When we are getting just little bits of rewards only very occasionally, we can often end up putting up with crappy relationships for a very long time.  If I just stick in there a little longer, the really good stuff is going to come our way and it’ll make all the getting-peed-on times totally worth it. You know you’ve been there. It’s why people become actors and entrepreneurs. It’s why we see Adam Sandler movies. Nine times out of ten, you might be disappointed. But the next time might be the tenth time!

A fixed rate of delivery tends to leave us performing desired behaviors with much less alacrity. Like the unchallenged worker who gets paid every Friday regardless of how many hours she spends on Facebook, versus the sales person working on commission. Of course, we see the result of this rate of reinforcement in romantic relationships: Witness Hannah’s BFF Marnie’s feelings about her sweet-and-wonderful-all-the-time boyfriend, Charlie. (Spoiler alert: She dumps him).

Step Three: Set boundaries within which your subject is likely to succeed

With dogs, using a crate is an effective way of setting up boundaries, and many behavior problems are more easily solved by managing boundaries cleverly than by trying to change behaviors.

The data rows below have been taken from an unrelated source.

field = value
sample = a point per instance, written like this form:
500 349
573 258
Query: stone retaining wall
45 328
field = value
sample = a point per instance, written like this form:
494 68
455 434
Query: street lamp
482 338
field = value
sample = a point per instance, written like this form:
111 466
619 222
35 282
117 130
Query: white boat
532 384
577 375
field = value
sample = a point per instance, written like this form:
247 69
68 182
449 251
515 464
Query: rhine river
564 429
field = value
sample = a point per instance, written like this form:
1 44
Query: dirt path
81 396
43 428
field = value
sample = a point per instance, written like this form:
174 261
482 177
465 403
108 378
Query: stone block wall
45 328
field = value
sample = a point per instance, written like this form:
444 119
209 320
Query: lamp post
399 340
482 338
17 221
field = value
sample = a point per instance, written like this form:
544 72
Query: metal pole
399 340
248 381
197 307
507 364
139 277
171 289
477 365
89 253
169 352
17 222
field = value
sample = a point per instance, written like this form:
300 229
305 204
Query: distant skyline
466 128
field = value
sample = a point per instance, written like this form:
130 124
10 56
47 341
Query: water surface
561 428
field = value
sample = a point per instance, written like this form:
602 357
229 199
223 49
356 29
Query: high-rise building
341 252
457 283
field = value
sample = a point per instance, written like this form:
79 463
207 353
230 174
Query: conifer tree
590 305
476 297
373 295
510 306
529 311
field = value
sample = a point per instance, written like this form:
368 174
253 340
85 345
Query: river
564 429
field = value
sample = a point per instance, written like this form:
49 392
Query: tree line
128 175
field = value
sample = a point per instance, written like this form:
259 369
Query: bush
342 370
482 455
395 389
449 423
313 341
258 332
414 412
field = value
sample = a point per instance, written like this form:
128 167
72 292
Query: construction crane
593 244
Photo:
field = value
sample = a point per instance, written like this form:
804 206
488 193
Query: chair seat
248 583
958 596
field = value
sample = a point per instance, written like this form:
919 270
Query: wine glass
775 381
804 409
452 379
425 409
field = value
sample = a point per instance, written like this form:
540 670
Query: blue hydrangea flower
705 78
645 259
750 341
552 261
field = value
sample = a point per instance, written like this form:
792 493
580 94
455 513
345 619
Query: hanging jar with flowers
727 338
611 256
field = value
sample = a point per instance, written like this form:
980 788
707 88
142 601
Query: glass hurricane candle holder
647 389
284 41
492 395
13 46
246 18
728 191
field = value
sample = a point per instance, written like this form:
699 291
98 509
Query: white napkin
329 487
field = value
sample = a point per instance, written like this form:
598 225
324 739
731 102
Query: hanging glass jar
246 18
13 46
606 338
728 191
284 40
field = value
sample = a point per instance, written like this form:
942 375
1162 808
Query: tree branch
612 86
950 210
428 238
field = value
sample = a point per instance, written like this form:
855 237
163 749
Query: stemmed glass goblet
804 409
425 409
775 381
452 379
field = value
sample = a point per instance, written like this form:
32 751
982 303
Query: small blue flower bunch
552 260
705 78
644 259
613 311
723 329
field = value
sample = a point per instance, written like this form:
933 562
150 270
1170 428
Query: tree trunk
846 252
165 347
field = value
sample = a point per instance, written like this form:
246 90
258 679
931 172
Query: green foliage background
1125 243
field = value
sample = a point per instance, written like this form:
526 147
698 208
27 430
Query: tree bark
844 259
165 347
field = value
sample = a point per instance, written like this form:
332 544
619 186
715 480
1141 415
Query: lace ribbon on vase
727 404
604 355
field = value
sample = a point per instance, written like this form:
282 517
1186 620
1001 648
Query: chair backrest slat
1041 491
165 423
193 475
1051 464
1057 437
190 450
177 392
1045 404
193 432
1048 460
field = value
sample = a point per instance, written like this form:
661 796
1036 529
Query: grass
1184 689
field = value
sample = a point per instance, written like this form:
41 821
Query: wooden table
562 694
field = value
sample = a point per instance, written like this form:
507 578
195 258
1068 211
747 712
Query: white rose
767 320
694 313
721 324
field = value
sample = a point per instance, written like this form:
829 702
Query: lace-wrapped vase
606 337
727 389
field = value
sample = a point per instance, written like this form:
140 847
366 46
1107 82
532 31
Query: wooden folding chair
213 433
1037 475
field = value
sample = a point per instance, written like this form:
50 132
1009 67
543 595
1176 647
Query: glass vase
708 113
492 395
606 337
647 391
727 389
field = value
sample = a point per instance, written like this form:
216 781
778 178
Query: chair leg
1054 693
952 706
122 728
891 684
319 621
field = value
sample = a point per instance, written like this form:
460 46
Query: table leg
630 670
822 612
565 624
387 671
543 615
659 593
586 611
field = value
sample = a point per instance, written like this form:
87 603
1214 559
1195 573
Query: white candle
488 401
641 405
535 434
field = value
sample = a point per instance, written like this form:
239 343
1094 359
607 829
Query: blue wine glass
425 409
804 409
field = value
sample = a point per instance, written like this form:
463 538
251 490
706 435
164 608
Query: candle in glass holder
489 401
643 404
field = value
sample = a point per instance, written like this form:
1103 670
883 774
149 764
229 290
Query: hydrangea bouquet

Dog drinks out of the toilet? Keep the bathroom door closed. People actually pay me to come to their homes and tell them this stuff.

A dog who is in a crate when you can’t monitor him is a dog that is not going to chew on your coffee table when you’re not looking. If chewing on your coffee table is rewarding to him, then every time he does it makes it more likely he’ll do it again in the future. So it’s better to prevent that opportunity. A leash and a fence are also good management tools: They make it so you don’t need to teach your dog not to run in front of cars.

Photo by gdngt6 / Flickr

Hannah’s management of Adam does nothing towards encouraging the behavior that she wants (him giving her loving attention). Like so many young women, she is so afraid of losing him that she is willing to let him treat her however he pleases. The result is that his actions go completely unchecked. It’s like a client of mine who worried her Yorkie, also named Adam, would not love her if she kept him in a “cage.” So, Adam the Yorkie ran loose in the apartment, leaving her carpets constantly soaked in urine. Every time he did it, it felt good to him, and therefore just upped the likelihood he’d keep doing it. Everytime Hannah lets herself get trampled upon by Adam the Boyfriend, he’s only encouraged.

Understanding how to encourage desired behaviors through the mindful use of rewards can result in clearer communication and more enjoyable moments spent with all the loyal, warm, eager and empathetic species that we allow into our homes. Indeed, what is “love” but a kind of blanket term to describe the way we feel when we have a surplus of those moments in our lives, be it with people who have wagging tails or hairy chests or both?